Wibke Schrape, Free University of Berlin
Ikeda Koson’s Woodblock-Printed Copybooks as an Order of Images: Making Art History in Nineteenth-Century Japan
My PhD thesis examines Ikeda Koson’s (1801–1806) paintings, model paintings (funpon) and printed copybooks (edehon) not only to broaden the understanding of Rinpa as an artistic genealogy but to examine processes of art historical knowledge production in nineteenth-century Japan. In this paper, I focus on Koson’s published copybooks Newly Selected One Hundred Pictures by Kōrin (Kōrin shinsen hyakuzu, 1864) and Mirror of Master Hōitsu’s True Works (Hōitsu Shōnin shinseki kagami 1865) that compile compositions by Ogata Kōrin (1658–1716) and Sakai Hōitsu (1761–1828) in form of monochrome small-scale reproductions (shukuzu). These copybooks were published in the years preceding the Meiji Restoration and function as a pivot between Hōitsu’s first outline of the Ogata lineage (Ogata-ryū) around the centennial of Kōrin’s death in 1815 and the politically motivated re-conceptualization of this artistic genealogy as Kōrin school around 1905. My presentation illuminates shifts in the promotion of the genealogy from Hōitsu to Koson. Furthermore, I explore these edehon as a published order of images that works on both levels of the Rinpa genealogy, its artistic production and its art historical construction.

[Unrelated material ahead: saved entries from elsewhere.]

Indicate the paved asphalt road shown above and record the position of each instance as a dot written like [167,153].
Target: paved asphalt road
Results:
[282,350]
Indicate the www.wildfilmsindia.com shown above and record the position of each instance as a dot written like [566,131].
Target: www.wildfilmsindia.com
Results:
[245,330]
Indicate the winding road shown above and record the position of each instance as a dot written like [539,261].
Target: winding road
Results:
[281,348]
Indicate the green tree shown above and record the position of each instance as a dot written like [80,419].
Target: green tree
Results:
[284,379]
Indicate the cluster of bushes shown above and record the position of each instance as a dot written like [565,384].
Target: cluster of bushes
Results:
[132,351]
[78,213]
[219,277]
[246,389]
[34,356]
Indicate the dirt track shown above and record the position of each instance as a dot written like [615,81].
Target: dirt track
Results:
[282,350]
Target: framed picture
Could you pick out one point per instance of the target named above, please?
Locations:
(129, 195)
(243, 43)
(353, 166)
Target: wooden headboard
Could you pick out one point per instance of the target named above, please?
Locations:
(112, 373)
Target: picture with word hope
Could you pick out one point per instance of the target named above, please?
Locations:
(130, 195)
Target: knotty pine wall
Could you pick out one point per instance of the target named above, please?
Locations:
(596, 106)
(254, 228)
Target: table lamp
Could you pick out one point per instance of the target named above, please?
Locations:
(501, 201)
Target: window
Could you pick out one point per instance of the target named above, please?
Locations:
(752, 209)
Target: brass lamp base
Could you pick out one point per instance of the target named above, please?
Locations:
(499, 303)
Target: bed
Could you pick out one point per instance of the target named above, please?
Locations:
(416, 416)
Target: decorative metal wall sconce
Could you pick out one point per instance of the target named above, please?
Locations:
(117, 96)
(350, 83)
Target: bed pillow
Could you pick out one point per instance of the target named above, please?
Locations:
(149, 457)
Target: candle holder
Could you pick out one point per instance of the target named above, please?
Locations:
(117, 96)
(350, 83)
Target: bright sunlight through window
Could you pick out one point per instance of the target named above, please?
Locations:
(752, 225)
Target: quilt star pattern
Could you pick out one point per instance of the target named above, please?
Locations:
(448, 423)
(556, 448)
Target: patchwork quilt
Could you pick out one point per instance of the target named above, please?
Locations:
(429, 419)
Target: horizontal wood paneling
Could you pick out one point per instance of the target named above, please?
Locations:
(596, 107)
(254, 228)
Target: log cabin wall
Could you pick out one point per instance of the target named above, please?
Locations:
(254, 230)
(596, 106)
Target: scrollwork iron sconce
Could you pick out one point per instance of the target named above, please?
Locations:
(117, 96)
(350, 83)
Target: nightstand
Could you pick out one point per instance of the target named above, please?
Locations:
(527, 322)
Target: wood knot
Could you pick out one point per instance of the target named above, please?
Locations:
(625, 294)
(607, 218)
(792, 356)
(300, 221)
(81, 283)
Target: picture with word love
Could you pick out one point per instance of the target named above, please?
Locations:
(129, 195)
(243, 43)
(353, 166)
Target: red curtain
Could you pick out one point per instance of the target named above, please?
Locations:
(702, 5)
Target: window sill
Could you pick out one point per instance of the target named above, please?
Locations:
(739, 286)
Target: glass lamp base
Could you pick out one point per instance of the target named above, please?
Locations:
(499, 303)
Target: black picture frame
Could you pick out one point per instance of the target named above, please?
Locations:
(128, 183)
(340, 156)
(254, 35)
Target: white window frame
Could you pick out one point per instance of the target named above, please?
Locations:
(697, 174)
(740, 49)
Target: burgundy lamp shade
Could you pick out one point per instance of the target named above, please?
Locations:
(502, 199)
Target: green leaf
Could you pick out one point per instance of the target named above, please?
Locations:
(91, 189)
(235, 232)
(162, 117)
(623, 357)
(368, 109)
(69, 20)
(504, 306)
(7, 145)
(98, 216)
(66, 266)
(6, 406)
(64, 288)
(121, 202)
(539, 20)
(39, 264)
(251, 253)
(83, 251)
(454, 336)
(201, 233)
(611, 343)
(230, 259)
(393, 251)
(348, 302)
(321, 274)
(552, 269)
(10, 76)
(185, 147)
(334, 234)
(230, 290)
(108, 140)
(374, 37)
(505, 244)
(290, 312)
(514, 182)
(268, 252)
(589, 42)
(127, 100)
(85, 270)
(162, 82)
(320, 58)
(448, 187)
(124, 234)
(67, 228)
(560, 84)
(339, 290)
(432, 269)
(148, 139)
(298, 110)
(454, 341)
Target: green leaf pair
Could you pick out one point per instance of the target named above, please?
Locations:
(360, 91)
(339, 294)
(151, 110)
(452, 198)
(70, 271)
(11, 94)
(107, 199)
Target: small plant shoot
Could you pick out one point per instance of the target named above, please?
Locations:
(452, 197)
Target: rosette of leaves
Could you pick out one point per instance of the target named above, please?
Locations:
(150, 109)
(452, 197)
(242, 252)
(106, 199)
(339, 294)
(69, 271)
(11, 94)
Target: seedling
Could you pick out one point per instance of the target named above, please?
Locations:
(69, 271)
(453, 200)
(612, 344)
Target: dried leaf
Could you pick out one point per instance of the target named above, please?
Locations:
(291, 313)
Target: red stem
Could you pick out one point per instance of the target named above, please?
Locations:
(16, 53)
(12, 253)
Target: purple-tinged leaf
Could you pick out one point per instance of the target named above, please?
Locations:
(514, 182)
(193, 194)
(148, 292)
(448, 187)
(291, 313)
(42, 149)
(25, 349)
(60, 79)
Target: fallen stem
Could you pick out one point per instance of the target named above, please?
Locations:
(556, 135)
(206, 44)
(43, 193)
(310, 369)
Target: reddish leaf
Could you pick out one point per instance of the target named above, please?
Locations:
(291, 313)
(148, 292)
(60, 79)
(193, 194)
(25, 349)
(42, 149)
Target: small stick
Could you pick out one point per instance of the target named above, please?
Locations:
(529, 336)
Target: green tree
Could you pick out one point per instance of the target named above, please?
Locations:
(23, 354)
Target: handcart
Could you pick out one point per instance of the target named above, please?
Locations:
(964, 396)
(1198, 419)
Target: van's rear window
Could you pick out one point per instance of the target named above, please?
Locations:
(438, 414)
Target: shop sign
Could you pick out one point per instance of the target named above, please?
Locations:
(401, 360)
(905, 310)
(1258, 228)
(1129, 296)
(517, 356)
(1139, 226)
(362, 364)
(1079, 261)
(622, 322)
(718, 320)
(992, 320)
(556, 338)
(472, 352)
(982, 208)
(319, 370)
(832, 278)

Stella Melchiori, York University
Chim-Pom’s Real Times & Curating History
The Tokyo based contemporary art collective Chim-Pom is jointly known for their raucous and uncompromising implementation of street culture and humour, as well as their position as one of the first and only groups of artists to visit, and in turn address 3/11 and its fraught aftermath—and so quickly at that. Through Chim-Pom’s exhibition Real Times, a show that consisted of video, performance and found objects, all either directly taken from or inspired by the events of the Tōhoku disaster and the ensuing Fukushima Daiichi nuclear meltdown, these artists strongly asserted their social voice. As part of a larger project, that is, my masters level major research paper, this presentation will seek to highlight the structure of Real Times, as well as the show’s affective transference. My essay will also outline the yet to be completed works of Chim-Pom, which I discussed with them in a studio interview last summer. My full major research paper will more thoroughly analyze Chim-Pom’s methods of translating trauma, and the contextualization of their work in relation to Japanese trauma based art. While acknowledging the limitations of witnessing trauma through visual culture, I wish to frame the specific transformative powers of the Real Times exhibition.